I use cat food, but it's not the main part of the diet. For my RF and YF tortoises once week I soak Purina Pro Plan dry cat food until it's soft. For my box turtles, since I have cats and opening a can of food isn't wasteful, I pour off the juice/gravy from a can of cat food and mix the greens/veggies/fruit with the cat food juice. Since I'm only using it for scent, it doesn't matter if it's good quality or not.


----------



## Kapidolo Farms (Nov 19, 2018)

I use the organic no grains wet cat food from Costco. For red-foots, forest hinge-backs, and Manouria.

Like many foods people see the animal likes it and then overfeeds the food item. I also feed hard-boiled egg. 

It's all about moderation.


----------



## Pastel Tortie (Nov 30, 2018)

I'm glad all of you specified what species your answers apply to. @Eggsy mentioned box turtles, @Yvonne G mentioned redfoot and yellowfoot tortoises, and @Will mentioned redfoots, forest hinge-backs, and Manouria tortoises. 

@Eggsy - My thoughts are that you just have to read labels, unless you are using the juice only for smell and flavor like Yvonne does. 

For context, there's a recipe for a feeder cricket diet, based largely on dry cat food, online at www.anapsid.org.
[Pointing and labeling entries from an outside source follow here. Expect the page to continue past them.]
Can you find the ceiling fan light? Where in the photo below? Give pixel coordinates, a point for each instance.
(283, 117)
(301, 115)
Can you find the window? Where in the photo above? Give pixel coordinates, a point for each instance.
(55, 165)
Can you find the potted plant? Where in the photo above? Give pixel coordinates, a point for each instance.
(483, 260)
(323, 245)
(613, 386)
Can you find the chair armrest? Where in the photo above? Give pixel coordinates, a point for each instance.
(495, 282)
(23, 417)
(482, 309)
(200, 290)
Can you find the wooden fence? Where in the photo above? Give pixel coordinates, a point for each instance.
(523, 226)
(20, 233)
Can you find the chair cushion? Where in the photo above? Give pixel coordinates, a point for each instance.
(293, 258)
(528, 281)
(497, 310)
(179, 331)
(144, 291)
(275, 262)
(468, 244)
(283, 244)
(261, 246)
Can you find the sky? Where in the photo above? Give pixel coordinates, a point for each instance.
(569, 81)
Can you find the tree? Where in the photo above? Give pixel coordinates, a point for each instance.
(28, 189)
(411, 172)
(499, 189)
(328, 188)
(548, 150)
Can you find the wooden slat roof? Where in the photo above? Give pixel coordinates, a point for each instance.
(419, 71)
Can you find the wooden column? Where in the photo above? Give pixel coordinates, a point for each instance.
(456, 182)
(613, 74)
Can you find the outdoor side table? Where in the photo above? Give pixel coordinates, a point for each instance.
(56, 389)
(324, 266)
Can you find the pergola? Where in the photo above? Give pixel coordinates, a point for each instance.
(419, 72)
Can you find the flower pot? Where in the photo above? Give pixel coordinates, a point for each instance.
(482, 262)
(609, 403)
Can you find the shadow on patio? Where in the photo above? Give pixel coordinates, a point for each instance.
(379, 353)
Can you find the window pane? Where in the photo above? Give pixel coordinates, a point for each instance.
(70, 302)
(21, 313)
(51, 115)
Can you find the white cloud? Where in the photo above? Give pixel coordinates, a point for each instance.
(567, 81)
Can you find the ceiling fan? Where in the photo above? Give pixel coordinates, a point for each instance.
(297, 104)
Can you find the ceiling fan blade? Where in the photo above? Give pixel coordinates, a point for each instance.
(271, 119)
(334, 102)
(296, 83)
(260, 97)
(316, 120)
Any reptile consuming a feeder insect ingests whatever that insect is gutloaded with, along with the insect. 

I'm probably asking a loaded question here, but (other than moisture), is there really that much difference between wet and dry cat food? (I know a lot about cats, but I don't know that particular answer.)


----------



## Tim Carlisle (Nov 30, 2018)

Years ago they sold a can of soft turtle food specifcally for box turtles. I used to mix that with a little dry cat food.


----------